How about their 2-0 loss to their rivals, the United States, in the 2018 CONCACAF Women’s Championship final three days later?
If you live in Canada, the answer is probably “no.”
Despite the importance of those games, no Canadian media organization broadcast the matches. Fans were left searching for a link to follow the game, and they made sure their annoyances were heard online.
“The #CANWNT is going to play the #USWNT tomorrow for the Concacaf championship and no one is showing it in Canada,” wrote one Twitter user.
“Imagine being forced to watch a World Cup Qualifying Final between these two teams on a computer screen,” wrote another.
It’s not as though Canadian broadcasters had a choice.

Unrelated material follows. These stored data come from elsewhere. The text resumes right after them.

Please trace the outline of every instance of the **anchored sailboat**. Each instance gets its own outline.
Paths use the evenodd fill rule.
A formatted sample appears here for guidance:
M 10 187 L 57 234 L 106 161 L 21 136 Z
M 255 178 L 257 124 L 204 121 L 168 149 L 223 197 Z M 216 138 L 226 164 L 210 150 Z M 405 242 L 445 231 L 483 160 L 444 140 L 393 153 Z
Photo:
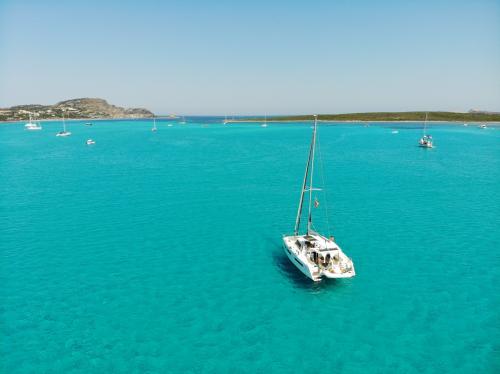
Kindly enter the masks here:
M 316 282 L 321 281 L 322 277 L 351 278 L 356 275 L 352 260 L 345 255 L 333 236 L 326 238 L 313 230 L 312 207 L 313 205 L 319 206 L 319 201 L 316 198 L 313 199 L 313 191 L 319 190 L 313 187 L 317 127 L 317 116 L 314 116 L 313 136 L 302 182 L 294 233 L 283 236 L 285 253 L 290 261 L 308 278 Z M 300 234 L 300 221 L 306 193 L 309 195 L 307 230 L 305 234 Z
M 425 113 L 425 121 L 424 121 L 424 134 L 420 138 L 420 141 L 418 142 L 418 146 L 422 148 L 432 148 L 432 136 L 427 135 L 426 133 L 427 130 L 427 113 Z
M 267 114 L 264 116 L 264 123 L 261 126 L 267 127 Z
M 156 128 L 156 118 L 153 117 L 153 128 L 151 129 L 151 131 L 155 132 L 156 130 L 158 130 Z
M 33 122 L 32 118 L 31 118 L 31 113 L 30 113 L 30 121 L 24 125 L 24 129 L 30 130 L 30 131 L 41 130 L 42 126 L 40 125 L 40 121 L 38 121 L 38 123 Z
M 64 113 L 63 113 L 63 131 L 59 131 L 56 136 L 70 136 L 71 133 L 69 131 L 66 131 L 66 120 L 64 119 Z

The Confederation of North, Central American and Caribbean Association Football (CONCACAF) is very strict with broadcasting rights. Most fans had to watch the games through oz.com, an online streaming service that’s offering a free trial until Dec. 1. American viewers were able to catch the game on FOX Sports, but only because the tournament was held in the U.S.
Broadcasters are doing everything they can to cover the women’s team’s games. In 2016, CBC broadcast all six of Canada WNT’s Olympic games, and both TSN and CTV will air the 2019 FIFA Women’s World Cup.
But there is work to be done. Online coverage of the women’s team has been lacklustre compared to the men’s team. Leading up to the men’s team’s October game against Dominica, the official account for Canada Soccer enthusiastically tweeted constant reminders about the match, sometimes multiple times a day.
By contrast, fans of the women’s team got few reminders about their games. What was tweeted was often sandwiched between tweets about the men’s team.
It got to the point where Christine Sinclair called out the account. She quote-tweeted one of the tweets for the men’s game with “Hey @CanadaSoccerEN when do the women start their World Cup qualification tournament?”
If the captain of our women’s team and the greatest player this nation has ever produced is calling out the disproportionate amount of coverage the women’s team gets compared to the men’s, then there is certainly a problem.
Although broadcasters are doing their part to get more coverage of the women’s team, it’s clear that players and fans alike don’t think the women’s team’s games are being pushed out to a wider audience.
With the 2019 FIFA Women’s World Cup group stage draw set to take place in December and the tournament kicking off in June, we need to make sure the women’s team gets the coverage they deserve. They are, after all, our most successful national soccer team.